Philip da Grécia era, em termos da realeza europeia, praticamente um zé ninguém. Apesar de ter nascido príncipe, numa mesa de cozinha num palácio sem água corrente na ilha de Corfu, não tinha dinheiro e a linhagem familiar era problemática.
Quem mudou sua vida foi um tio importante, Louis Mountbatten, ou conde Mountbatten da Birmânia, último vice-rei da Índia, antes da independência.
Lorde Mountbatten colocou o sobrinho pobretão sob sua proteção e viu nele uma oportunidade. O jovem loiro, alto, bonito, viril e cheio de atitude correspondeu.
Desde que Mountbatten o colocou ao lado de Lilibeth, como era chamada na família tímida princesa propelida a herdeira do trono depois da escandalosa abdicação de seu tio, que reinou menos de um ano como rei Edward VIII, e ela viu Philip, com apenas 13 anos, o destino foi traçado: foram quase oitenta anos de, mais do que casamento, uma sociedade para a promoção da família mais conhecida do mundo.
A alta aristocracia inglesa achava que o príncipe grego, originário da família dinamarquesa que acabou tendo um ramo na Grécia por acrobacias da política europeia, não estava à altura do status sem similar da princesa Elizabeth.

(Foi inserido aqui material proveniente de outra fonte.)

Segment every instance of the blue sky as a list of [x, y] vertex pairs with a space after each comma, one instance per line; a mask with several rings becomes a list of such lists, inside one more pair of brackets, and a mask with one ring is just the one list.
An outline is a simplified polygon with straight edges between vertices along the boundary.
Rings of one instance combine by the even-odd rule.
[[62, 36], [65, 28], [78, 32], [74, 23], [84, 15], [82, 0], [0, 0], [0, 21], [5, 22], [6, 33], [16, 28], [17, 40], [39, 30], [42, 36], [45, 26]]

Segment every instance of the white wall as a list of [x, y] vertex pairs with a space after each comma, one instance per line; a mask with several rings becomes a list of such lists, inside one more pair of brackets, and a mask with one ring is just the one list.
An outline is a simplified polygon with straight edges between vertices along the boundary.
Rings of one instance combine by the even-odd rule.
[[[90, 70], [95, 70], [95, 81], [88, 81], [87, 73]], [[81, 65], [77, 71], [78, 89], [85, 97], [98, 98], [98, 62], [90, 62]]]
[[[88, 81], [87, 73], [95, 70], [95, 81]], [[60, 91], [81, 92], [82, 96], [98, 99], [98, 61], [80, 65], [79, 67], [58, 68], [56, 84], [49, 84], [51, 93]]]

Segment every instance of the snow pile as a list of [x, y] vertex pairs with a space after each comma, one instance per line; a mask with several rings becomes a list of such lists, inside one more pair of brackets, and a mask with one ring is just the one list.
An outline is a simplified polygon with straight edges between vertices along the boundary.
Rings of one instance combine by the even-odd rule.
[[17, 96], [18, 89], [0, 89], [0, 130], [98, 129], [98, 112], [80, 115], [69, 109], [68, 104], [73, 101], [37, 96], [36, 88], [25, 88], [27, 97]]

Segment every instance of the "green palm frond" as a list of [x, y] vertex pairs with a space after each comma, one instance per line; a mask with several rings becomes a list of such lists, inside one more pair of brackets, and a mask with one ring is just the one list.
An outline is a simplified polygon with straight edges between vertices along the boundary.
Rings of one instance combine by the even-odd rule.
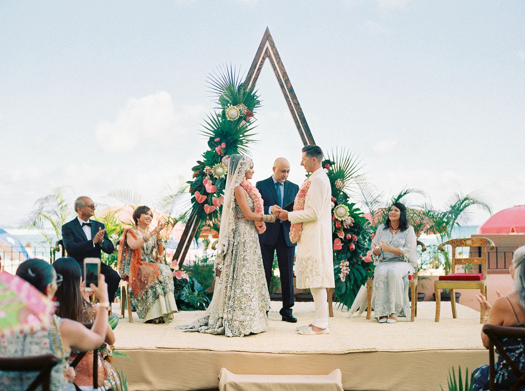
[[153, 204], [150, 198], [143, 196], [133, 189], [118, 189], [110, 192], [108, 196], [134, 208], [141, 205]]
[[240, 75], [232, 64], [218, 67], [208, 76], [210, 92], [218, 97], [216, 103], [219, 106], [216, 108], [223, 109], [228, 105], [242, 103], [253, 111], [260, 107], [260, 101], [254, 87], [245, 89], [241, 80]]
[[363, 180], [362, 174], [358, 173], [363, 168], [359, 157], [345, 148], [340, 151], [338, 148], [332, 149], [327, 156], [333, 162], [330, 172], [330, 182], [333, 182], [332, 188], [335, 181], [339, 179], [343, 181], [343, 188], [347, 192], [358, 192], [358, 181]]

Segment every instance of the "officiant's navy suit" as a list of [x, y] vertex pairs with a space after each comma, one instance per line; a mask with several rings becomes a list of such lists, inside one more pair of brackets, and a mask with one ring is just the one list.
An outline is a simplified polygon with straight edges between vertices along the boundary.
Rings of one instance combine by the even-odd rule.
[[[299, 186], [289, 181], [285, 181], [282, 207], [292, 202], [299, 192]], [[270, 208], [279, 205], [277, 192], [273, 176], [259, 181], [255, 185], [262, 197], [264, 212], [269, 214]], [[266, 223], [266, 230], [259, 234], [262, 263], [264, 265], [266, 283], [270, 286], [271, 279], [274, 254], [277, 253], [277, 262], [281, 277], [281, 291], [282, 294], [282, 308], [279, 313], [283, 316], [291, 315], [293, 306], [293, 258], [296, 243], [290, 240], [290, 222], [281, 222], [278, 219], [275, 223]]]
[[[104, 224], [99, 221], [92, 220], [90, 222], [91, 224], [91, 238], [94, 238], [99, 232], [99, 228], [103, 230], [106, 228]], [[93, 244], [92, 240], [88, 240], [86, 233], [76, 217], [62, 226], [62, 240], [68, 256], [76, 260], [80, 265], [82, 273], [85, 258], [100, 258], [101, 251], [106, 254], [111, 254], [114, 250], [113, 243], [108, 237], [107, 233], [104, 234], [104, 242], [102, 245], [100, 243]], [[102, 262], [100, 263], [100, 273], [104, 275], [106, 282], [108, 284], [109, 301], [110, 303], [112, 303], [115, 292], [120, 283], [120, 276], [111, 267]]]

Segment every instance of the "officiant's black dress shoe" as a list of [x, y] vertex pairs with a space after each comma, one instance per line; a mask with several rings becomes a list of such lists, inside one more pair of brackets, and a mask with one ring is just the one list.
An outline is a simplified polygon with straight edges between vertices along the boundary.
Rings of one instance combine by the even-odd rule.
[[283, 322], [288, 322], [290, 323], [296, 323], [297, 322], [297, 318], [294, 316], [293, 315], [283, 315], [282, 321]]

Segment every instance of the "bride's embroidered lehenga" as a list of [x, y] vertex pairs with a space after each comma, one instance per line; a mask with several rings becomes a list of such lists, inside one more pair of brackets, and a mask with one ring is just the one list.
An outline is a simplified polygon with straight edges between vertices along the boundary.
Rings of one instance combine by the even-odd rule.
[[[268, 330], [266, 313], [270, 308], [270, 297], [257, 231], [253, 220], [244, 218], [234, 195], [235, 188], [244, 178], [250, 163], [248, 157], [230, 157], [215, 263], [221, 271], [220, 277], [215, 279], [206, 315], [191, 325], [178, 327], [185, 331], [233, 337]], [[254, 200], [248, 192], [246, 196], [254, 211]]]
[[128, 233], [135, 240], [141, 236], [135, 228], [124, 231], [119, 249], [119, 271], [122, 278], [129, 276], [136, 313], [144, 322], [161, 317], [165, 322], [171, 321], [173, 313], [177, 311], [171, 270], [167, 265], [156, 263], [154, 237], [131, 250], [126, 241]]

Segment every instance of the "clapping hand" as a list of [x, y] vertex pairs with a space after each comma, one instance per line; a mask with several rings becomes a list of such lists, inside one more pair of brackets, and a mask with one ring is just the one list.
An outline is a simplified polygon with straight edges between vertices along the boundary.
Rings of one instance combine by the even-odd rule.
[[102, 229], [101, 227], [99, 227], [99, 231], [95, 235], [95, 237], [93, 238], [93, 243], [99, 243], [101, 245], [104, 243], [104, 235], [106, 234], [106, 231], [107, 230], [104, 228]]
[[159, 220], [159, 224], [157, 224], [157, 226], [153, 230], [153, 234], [156, 235], [163, 230], [165, 227], [166, 227], [166, 221], [164, 220]]

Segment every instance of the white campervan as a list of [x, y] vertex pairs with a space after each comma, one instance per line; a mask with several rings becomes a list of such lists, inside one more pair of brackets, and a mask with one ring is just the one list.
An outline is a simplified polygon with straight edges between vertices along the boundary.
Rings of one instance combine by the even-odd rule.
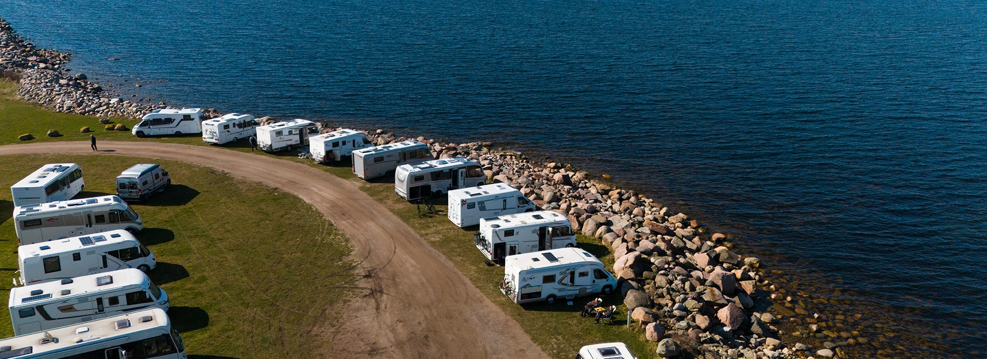
[[253, 115], [227, 113], [211, 120], [202, 121], [202, 141], [222, 145], [247, 139], [257, 133], [260, 126]]
[[449, 220], [460, 228], [480, 224], [480, 218], [534, 210], [521, 191], [503, 183], [449, 191]]
[[394, 192], [412, 201], [442, 195], [457, 188], [483, 186], [487, 174], [466, 157], [402, 164], [394, 172]]
[[147, 274], [128, 269], [14, 287], [7, 307], [14, 334], [24, 335], [149, 307], [167, 311], [169, 303]]
[[353, 174], [368, 180], [383, 177], [402, 164], [421, 163], [434, 157], [428, 146], [418, 141], [372, 147], [353, 151]]
[[308, 145], [309, 136], [318, 134], [319, 128], [315, 126], [315, 122], [300, 118], [281, 121], [258, 127], [257, 146], [261, 150], [276, 152]]
[[116, 176], [116, 196], [123, 200], [144, 201], [172, 184], [172, 176], [160, 165], [134, 164]]
[[498, 264], [507, 256], [575, 247], [569, 219], [553, 210], [481, 218], [473, 239], [484, 256]]
[[353, 150], [370, 147], [367, 135], [349, 129], [342, 129], [309, 138], [309, 155], [319, 162], [331, 160], [339, 162]]
[[17, 249], [17, 263], [22, 284], [157, 266], [154, 254], [125, 230], [24, 245]]
[[137, 137], [156, 135], [197, 134], [202, 132], [202, 109], [158, 109], [151, 111], [133, 126], [130, 133]]
[[553, 304], [556, 298], [607, 295], [616, 286], [617, 279], [589, 252], [561, 248], [508, 256], [500, 291], [517, 304]]
[[114, 229], [136, 233], [144, 222], [119, 197], [104, 196], [15, 208], [14, 229], [25, 245]]
[[79, 165], [49, 163], [10, 186], [10, 194], [17, 207], [69, 200], [84, 188]]
[[152, 308], [0, 339], [0, 358], [187, 359], [165, 311]]

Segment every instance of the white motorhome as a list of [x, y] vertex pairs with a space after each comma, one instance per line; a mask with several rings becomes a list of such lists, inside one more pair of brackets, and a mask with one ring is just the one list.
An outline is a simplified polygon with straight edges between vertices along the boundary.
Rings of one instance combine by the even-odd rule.
[[69, 200], [86, 188], [75, 163], [48, 163], [10, 186], [14, 206]]
[[116, 196], [123, 200], [144, 201], [172, 184], [172, 176], [160, 165], [134, 164], [116, 176]]
[[187, 359], [168, 314], [153, 308], [0, 340], [4, 359]]
[[308, 145], [309, 136], [318, 134], [319, 128], [315, 126], [315, 122], [300, 118], [281, 121], [258, 127], [257, 146], [261, 150], [276, 152]]
[[202, 141], [217, 145], [237, 142], [257, 133], [260, 124], [253, 115], [227, 113], [211, 120], [202, 121]]
[[133, 126], [130, 133], [137, 137], [157, 135], [197, 134], [202, 132], [202, 109], [158, 109], [151, 111]]
[[104, 196], [15, 208], [14, 229], [25, 245], [114, 229], [136, 233], [144, 222], [119, 197]]
[[466, 157], [402, 164], [394, 172], [394, 192], [407, 201], [440, 196], [457, 188], [483, 186], [480, 163]]
[[507, 256], [575, 247], [569, 219], [553, 210], [481, 218], [473, 239], [487, 259], [498, 264]]
[[508, 256], [500, 282], [500, 291], [517, 304], [607, 295], [615, 287], [617, 279], [603, 262], [579, 248]]
[[10, 290], [14, 334], [24, 335], [150, 307], [167, 311], [168, 294], [143, 271], [120, 269]]
[[535, 209], [521, 191], [503, 183], [449, 191], [449, 220], [460, 228], [480, 224], [480, 218]]
[[575, 359], [638, 359], [627, 344], [621, 342], [586, 345], [579, 348]]
[[128, 268], [146, 272], [157, 266], [154, 254], [125, 230], [24, 245], [17, 249], [17, 263], [22, 284]]
[[368, 180], [383, 177], [402, 164], [421, 163], [432, 160], [428, 145], [418, 141], [372, 147], [353, 151], [353, 174]]
[[372, 143], [367, 135], [349, 129], [342, 129], [309, 138], [309, 155], [319, 162], [331, 160], [339, 162], [344, 155], [352, 154], [353, 150], [370, 147]]

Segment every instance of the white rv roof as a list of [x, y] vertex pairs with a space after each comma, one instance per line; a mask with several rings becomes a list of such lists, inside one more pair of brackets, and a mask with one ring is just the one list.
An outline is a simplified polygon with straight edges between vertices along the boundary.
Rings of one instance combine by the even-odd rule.
[[[80, 342], [110, 341], [158, 327], [170, 328], [171, 324], [165, 311], [153, 308], [2, 339], [0, 347], [7, 346], [10, 350], [0, 354], [7, 354], [3, 358], [17, 358], [28, 354], [33, 358], [41, 357], [45, 352], [64, 349]], [[58, 340], [42, 340], [46, 335]]]
[[513, 268], [526, 270], [586, 262], [603, 266], [603, 263], [589, 252], [575, 247], [507, 256], [504, 260], [504, 266], [510, 264]]
[[36, 214], [52, 214], [60, 211], [76, 211], [82, 210], [82, 209], [100, 207], [109, 203], [123, 204], [123, 200], [120, 200], [120, 198], [116, 196], [103, 196], [91, 199], [56, 201], [46, 204], [21, 206], [14, 209], [14, 216], [26, 214], [34, 216]]
[[[69, 281], [65, 283], [66, 281]], [[48, 299], [66, 299], [82, 296], [86, 293], [108, 291], [123, 288], [128, 285], [146, 285], [151, 281], [140, 269], [126, 269], [104, 273], [77, 276], [72, 279], [47, 281], [14, 287], [10, 290], [8, 306], [18, 307]], [[65, 284], [62, 284], [65, 283]], [[40, 293], [38, 291], [40, 290]]]
[[134, 238], [133, 234], [130, 234], [126, 230], [116, 229], [99, 234], [87, 234], [41, 243], [26, 244], [17, 249], [17, 255], [21, 259], [34, 256], [49, 256], [78, 251], [90, 246], [102, 246], [126, 241], [137, 242], [137, 238]]
[[72, 166], [76, 166], [75, 163], [48, 163], [37, 171], [32, 172], [28, 177], [18, 181], [11, 188], [35, 188], [35, 187], [47, 187], [51, 181], [54, 181], [55, 177], [59, 174], [67, 171]]

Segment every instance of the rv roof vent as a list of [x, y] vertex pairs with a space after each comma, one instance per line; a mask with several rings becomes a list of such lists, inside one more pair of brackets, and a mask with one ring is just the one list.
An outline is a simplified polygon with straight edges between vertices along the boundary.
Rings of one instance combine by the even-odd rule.
[[96, 286], [113, 284], [113, 283], [114, 283], [113, 275], [104, 275], [96, 278]]
[[128, 320], [128, 319], [121, 319], [121, 320], [116, 321], [115, 323], [114, 323], [114, 326], [116, 327], [117, 330], [122, 329], [124, 328], [130, 328], [130, 320]]

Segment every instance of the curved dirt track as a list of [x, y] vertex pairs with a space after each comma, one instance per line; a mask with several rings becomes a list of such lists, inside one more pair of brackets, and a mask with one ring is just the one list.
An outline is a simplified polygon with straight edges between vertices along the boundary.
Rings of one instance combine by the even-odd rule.
[[[394, 213], [357, 184], [292, 161], [230, 150], [157, 143], [0, 146], [0, 155], [105, 154], [212, 167], [312, 204], [349, 237], [360, 287], [341, 324], [327, 323], [326, 357], [547, 358], [527, 333]], [[327, 308], [327, 312], [335, 312]]]

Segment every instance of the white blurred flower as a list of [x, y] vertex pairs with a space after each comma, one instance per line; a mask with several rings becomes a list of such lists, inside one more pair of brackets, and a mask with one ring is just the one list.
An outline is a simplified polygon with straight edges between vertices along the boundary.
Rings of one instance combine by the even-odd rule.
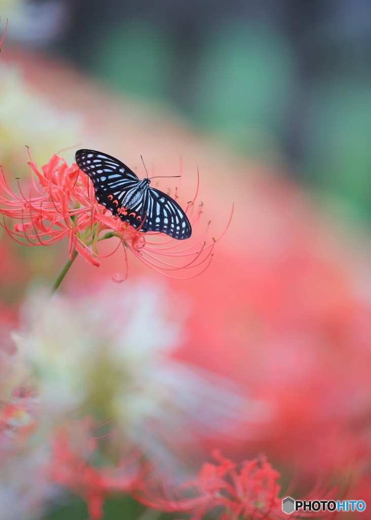
[[269, 419], [263, 404], [222, 378], [171, 359], [185, 333], [182, 306], [148, 283], [112, 284], [88, 297], [31, 298], [14, 339], [34, 372], [46, 415], [113, 417], [158, 454], [194, 435]]
[[30, 375], [23, 354], [11, 342], [10, 330], [0, 324], [0, 403], [8, 401]]
[[50, 450], [39, 443], [17, 450], [0, 450], [0, 518], [33, 520], [56, 493], [46, 478]]
[[[0, 59], [0, 164], [21, 166], [28, 160], [25, 146], [39, 164], [80, 140], [83, 123], [77, 114], [59, 111], [33, 91], [21, 70]], [[74, 151], [70, 155], [71, 158]], [[68, 153], [65, 154], [68, 157]]]
[[10, 20], [7, 38], [35, 46], [63, 34], [68, 21], [67, 7], [60, 0], [0, 0], [0, 14]]

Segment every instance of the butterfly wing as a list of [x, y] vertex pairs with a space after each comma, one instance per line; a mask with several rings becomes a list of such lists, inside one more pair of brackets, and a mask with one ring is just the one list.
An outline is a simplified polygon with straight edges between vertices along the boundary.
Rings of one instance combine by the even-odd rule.
[[172, 238], [189, 238], [192, 228], [187, 215], [179, 204], [166, 193], [148, 188], [143, 204], [144, 226], [148, 231], [164, 233]]
[[141, 199], [135, 204], [139, 206], [136, 209], [126, 211], [121, 208], [126, 193], [135, 188], [139, 182], [134, 172], [112, 155], [95, 150], [78, 150], [75, 157], [80, 170], [91, 179], [98, 202], [113, 215], [118, 215], [121, 220], [134, 228], [139, 227], [141, 222], [138, 216], [142, 212]]

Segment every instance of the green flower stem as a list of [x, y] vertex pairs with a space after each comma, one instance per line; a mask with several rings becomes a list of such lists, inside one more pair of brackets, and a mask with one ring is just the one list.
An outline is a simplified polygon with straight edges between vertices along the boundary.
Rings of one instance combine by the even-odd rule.
[[66, 261], [65, 262], [64, 265], [63, 265], [63, 267], [58, 273], [58, 275], [56, 278], [56, 279], [54, 280], [53, 284], [50, 289], [52, 295], [54, 294], [54, 293], [58, 289], [58, 287], [59, 287], [59, 286], [60, 285], [63, 278], [68, 272], [68, 269], [73, 264], [74, 261], [75, 261], [75, 259], [76, 258], [77, 256], [77, 251], [75, 251], [74, 254], [72, 255], [72, 258], [67, 258], [67, 259], [66, 260]]
[[[101, 240], [105, 240], [107, 238], [111, 238], [112, 237], [119, 236], [117, 233], [114, 232], [110, 231], [106, 234], [103, 237], [100, 237], [97, 240], [97, 242], [100, 242]], [[88, 242], [86, 244], [87, 245], [90, 245], [92, 244], [93, 240], [91, 240], [90, 242]], [[74, 254], [72, 255], [72, 258], [68, 258], [66, 260], [64, 263], [64, 265], [61, 269], [61, 270], [58, 273], [58, 276], [57, 277], [56, 279], [54, 280], [52, 285], [50, 289], [50, 291], [52, 295], [54, 294], [60, 285], [62, 281], [68, 271], [68, 269], [73, 264], [76, 256], [77, 256], [77, 251], [75, 251]]]

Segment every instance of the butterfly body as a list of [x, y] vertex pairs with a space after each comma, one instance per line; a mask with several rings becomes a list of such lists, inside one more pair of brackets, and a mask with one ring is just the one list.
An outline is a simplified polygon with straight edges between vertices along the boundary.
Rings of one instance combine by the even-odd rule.
[[93, 181], [97, 200], [141, 231], [158, 231], [177, 240], [192, 232], [187, 215], [171, 197], [140, 180], [118, 159], [94, 150], [78, 150], [76, 162]]

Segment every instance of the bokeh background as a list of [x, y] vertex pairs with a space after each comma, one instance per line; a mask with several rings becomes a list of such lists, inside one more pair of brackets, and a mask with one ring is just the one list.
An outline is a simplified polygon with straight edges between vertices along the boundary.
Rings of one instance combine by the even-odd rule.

Nos meios políticos, temia-se o habitual, pela mentalidade da época: que ele se tornasse uma força capaz de exercer influência demais sobre a jovem e inexperiente noiva.
Elizabeth bateu o pezinho e o pai, George VI, que também havia casado por amor, antes de imaginar que acabaria substituindo o irmão no trono, cedeu.
A série The Crown mostra um pouco da relação complicada que se estabeleceu. Philip explodindo de opiniões e testosterona por todos os botões do uniforme de oficial da Marinha, e Elizabeth, depois de coroada, toureando o marido frustrado e se tornando, irreversivelmente, a detentora da palavra final.
Exceto num ponto: em assuntos privados de família, Philip era o patriarca tradicional. Por causa disso, obrigou o relutante príncipe herdeiro, Charles, a cursar o colégio militar que o deixaria traumatizado.
Com o tempo, os arroubos de Philip se acalmaram – ou se extravasaram para aventuras fora das muralhas dos palácios.
Elizabeth nunca perdeu a menor oportunidade de exaltar o papel e a importância do marido. Também desenvolveu um alto grau de tolerância pelas brincadeiras com que ele tentava atravessar a chatice interminável de compromissos oficiais, a mesma coisa, ao longo de décadas e mais décadas: ser apresentado a súditos ou estrangeiros deslumbrados, cumprimentar uma infinidade de estranhos, dizer algo neutro e simpático.
Nessa parte, Philip inovou. “Declaro isso inaugurado, seja lá o que for”, resmungou numa inauguração no Canadá.
“Ainda atirando lanças?”, disparou para um aborígene australiano.
A um estudante que havia percorrido Papua-Nova Guiné, outrora famosa pelos canibais: “Então, conseguiu que não te comessem”.
“Se vocês ficarem muito tempo aqui acabarão com os olhos puxados”, ouviu um grupo de estudantes britânicos na China.
Com o tempo, Philip virou uma espécie de tio inconveniente, aquele que faz piadinhas com minorias, para horror da ala jovem da família, do tipo que o pessoal balança a cabeça e diz “Ah, só ele mesmo”.
Hoje, obviamente, todos os membros da família real seguem os mais estritos preceitos politicamente corretos, o que aumentou o choque quando Harry e Meghan mais do que insinuaram que ela sofreu preconceito por ser metade negra e um membro não especificado – não Philip nem a rainha – especulou sobre qual seria o tom de pele do filhinho deles.
Chegar aos 99 anos, uma perspectiva que ele considerava pavorosa, foi até normal pelos padrões da família.
A mulher que ele apoiou incondicionalmente, apesar dos percalços de uma vida única como a de uma esposa rainha e uma posição secundária para seu consorte – “Sou uma ameba”, na sua própria descrição – vai fazer 95 anos no próximo dia 21.
Os dois já estavam separados, por motivos práticos, depois que Philip se aposentou da vida pública. Por causa da pandemia, voltaram a morar juntos, numa “bolha” criada em Windsor ou em outros palácios da família.
A morte do príncipe politicamente incorreto inevitavelmente abre a pergunta: até quando Elizabeth aguentará?